Sunday, October 27, 2013

This week I decided to go back up to the LA/Ventura county line at Leo Carrillo State Beach.  Perch fishing had been so good there a few weeks ago it sure was worth another shot at the big fish. 
In the early dark of the morning we stopped along our way at Wiley’s Bait in Malibu to visit with the shop’s owner Ginny to talk fishing and kid each other about being friends as kids when I used to sell bait to their shop in the 1970’s.  Our very good friend, Fred Oakley, brought us lots of laughs and fishing stories.  His record perch is stuffed and mounted on her wall above the register so you’ll always have a chance to get an enthusiastic look at what a four pounder looks like—should you one day have the luck of catching one!

On we went to Leo Carrillo cutting our way though the fog.  We arrived just as the park opened and were the first car in the lot.  We were expecting a very high tide a bit later that morning so we needed to move fast to find our spot in the rocks up the coast.

When we first arrived at the spot the tide was just reaching the rocks that lined the bottom of the cliff and it was a bit nerve racking having to fight the swell and slippery rocks.  But don’t despair!  On our first casts perch climbed right on and it was off to the races. 

The trick was to cast very near the rocks that protruded here and there in the surf and allow your bait to roll around and find the strike point where fish were hiding.  Ghost shrimp, clam, blood worms and sidewinder crabs work.  Our biggest fish (in a batch of about 100 before running out of bait) were on the sidewinder.  Most fish were large with more than twenty over 14”.

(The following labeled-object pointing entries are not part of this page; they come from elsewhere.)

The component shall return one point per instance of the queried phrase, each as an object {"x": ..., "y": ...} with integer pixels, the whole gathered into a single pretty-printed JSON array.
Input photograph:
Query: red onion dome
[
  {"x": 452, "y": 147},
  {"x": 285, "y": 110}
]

When fishing on beaches that have rock structure be sure to downsize your sinker ( I used a 1/4th oz sinker) and shorten your leader to about 12’.  This will help keep to keep you from getting snagged and allow the current to “naturally” present your bait to fish.

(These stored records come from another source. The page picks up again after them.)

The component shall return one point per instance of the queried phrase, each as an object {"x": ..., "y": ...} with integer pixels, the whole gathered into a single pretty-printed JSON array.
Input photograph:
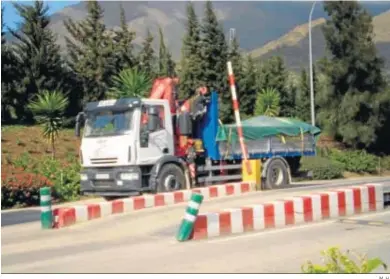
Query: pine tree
[
  {"x": 162, "y": 56},
  {"x": 171, "y": 65},
  {"x": 238, "y": 68},
  {"x": 351, "y": 109},
  {"x": 249, "y": 88},
  {"x": 91, "y": 54},
  {"x": 124, "y": 45},
  {"x": 303, "y": 98},
  {"x": 303, "y": 102},
  {"x": 38, "y": 56},
  {"x": 9, "y": 76},
  {"x": 191, "y": 60},
  {"x": 214, "y": 52},
  {"x": 273, "y": 74},
  {"x": 146, "y": 56}
]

This week we have a bit of weather coming in.  Although there will be wind with this storm we still have a very strong Southern current that continues to bring warm water up into our area.  Tide-wise we have some good tides early in the week making their way to some great tides for both bait catching and fishing later in the week.

I hope to see everyone next Saturday, November 2, at Fisherman’s Landing Tackle Day.  I will be holding a free seminar on the back deck of the Searcher at 9:30am.  No reservations are required just come on down.  I will also be in the Cousins Tackle booth selling my book for a measly $10 and would enjoy seeing folks to sign books and tell tall tales of surf fishing!

Look forward to seeing you there,


Home of the All-in-One Surf Tackle Kit

Friday, October 18, 2013

This last month has been a whirlwind of seminars, work and some very good perch fishing.  The best news is that my line of surf rods is finally here and will be out in about two weeks.  I will have them on both my site and in tackle shops.  After working with several companies to design a rod I was lucky enough to meet up with the folks at Cousins Tackle in Huntington Beach.  With the help of Bill and Wade we have designed and tested four surf rods that are guaranteed to catch surf fish!

See them at Fisherman's Landing Tackle Day, Sat. November 2nd.  I'll be there giving surf fishing seminars and in the Cousins Tackle booth with the new rods.  Please stop on by and have a chat!

In late September we had our last of the summer surf clinics at Bolsa Chica where the fishing was great for quite a few perch and small sharks with a few corbina thrown in...

Then it was up to Leo Carrillo State Beach where the perch fishing was fantastic with more than a dozen over 13" and a few 15 inchers!

From San Diego to Malibu several seabass, halibut and striper have been caught in the surf.  Although these fish are difficult to target they are definitely out in the surf and possible to catch.

For the past few days I have been fishing around the Bolsa Chica area and found quite a few nice sized perch.  The yellowfin and spotfin have not been biting lately but it won't be long before they are looking to forage before the winter.  I like to use clams (little neck, razor clams) this time of year as that's what they are eating.  You may notice the small "bean clams" at the beach at low tide and these beds are what surf fish are feeding on now.

This weekend and next week have some great tides for both fishing and collecting bait.  Go down at low tide to an area that has rocks which are covered at high tide and look around in the sand for clams, worms, crabs and ghost shrimp.  I use gloves and a small cultivator to turn over sand and rocks.  You'll be amazed at what you find and how well it works to catch surf fish.